Mit seinem Konzept der strukturellen Gewalt
als Ursache von sozialer Ungerechtigkeit hat Galtung die Grenzen des
klassischen Gewaltbegriffs überwunden, was ihm nicht nur Zustimmung
eingebracht hat. Kritiker warnen vor einer bedenklichen Verwässerung
des Gewaltbegriffs. Indem sie als etwas Vermeidbares definiert wird,
das der menschlichen Selbstverwirklichung im Wege steht, drohe
Gewalt zu einem beliebigen Phänomen zu verkommen, das
unterschiedslos alle Übel dieser Welt erfasst und damit letztlich
den Blick auf die eigentlichen Gewalttaten und Täter verstelle. So
könne es beispielsweise nicht angehen, dass die Opfer von
Wohlstandsgefälle, Arbeitslosigkeit, Chancen- und
Verteilungsungleichheit gleichermaßen zu Leidtragenden diffuser
Gesetze der Globalisierung oder des kapitalistischen Systems gemacht
würden.
Dabei sind Galtungs Thesen keineswegs
originell. Er steht damit vielmehr in einer langen Tradition, die
bis zu Karl Marx zurückreicht, für den Gewalt stets eine ökonomische
Dimension hatte: „Das Kapital ist (…) die Regierungsgewalt über die
Arbeit und ihre Produkte. Der Kapitalist besitzt diese Gewalt, nicht
seiner persönlichen oder menschlichen Eigenschaften wegen, sondern
insofern er Eigentümer des Kapitals ist. Die kaufende Gewalt seines
Kapitals, der nichts widerstehen kann, ist seine Gewalt.“
Strategien zur Beseitigung der
systeminhärenten Zwänge hat schon die Studentenbewegung der
Sechzigerjahre des 20. Jahrhunderts beschäftigt.
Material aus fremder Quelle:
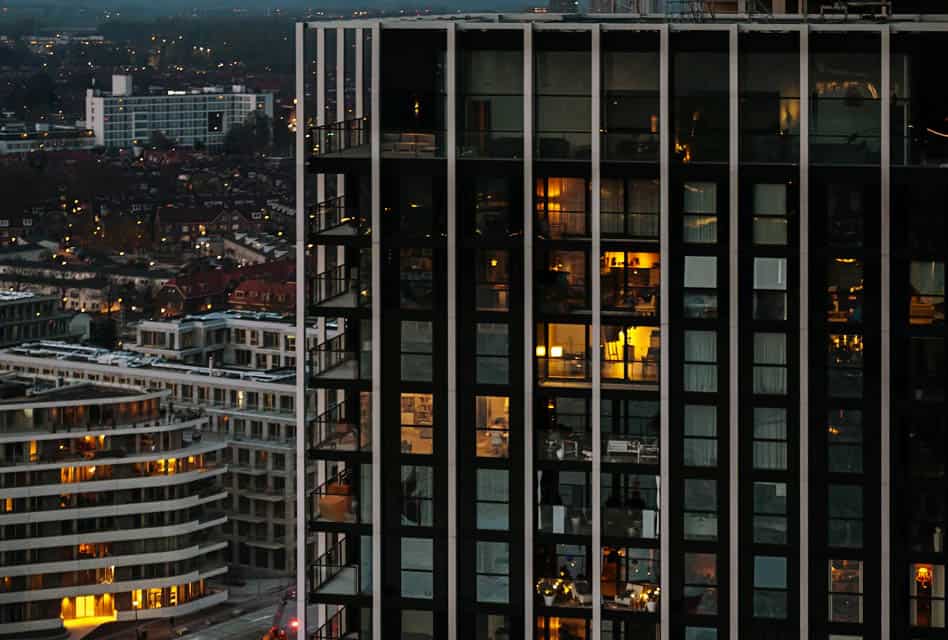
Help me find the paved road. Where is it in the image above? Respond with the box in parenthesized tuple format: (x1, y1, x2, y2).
(178, 605, 277, 640)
Dies kommt
insbesondere in der Kontroverse über die Legitimität von Gewalt –
wenn schon nicht gegen Personen so doch zumindest gegen Sachen – als
Mittel des aktiven Widerstands der Unterdrückten gegen die
herrschenden Verhältnisse zum Ausdruck. Geradezu programmatisch
wurde der „Kampf gegen die Gewalt des Systems“ für militante
Gruppierungen wie die Rote Armee Fraktion (RAF), die Roten Brigaden
oder die Action Directe, die ihren blutigen Terror skrupellos gegen
vermeintliche Symbolfiguren dieses Systems richteten. Noch heute
herrscht besonders in der links-„autonomen Szene“ die Bereitschaft
vor, Gewalt im Sinne einer „befreienden Gewalt“ zur Überwindung der
strukturellen Zwänge in Staat und Gesellschaft anzuwenden.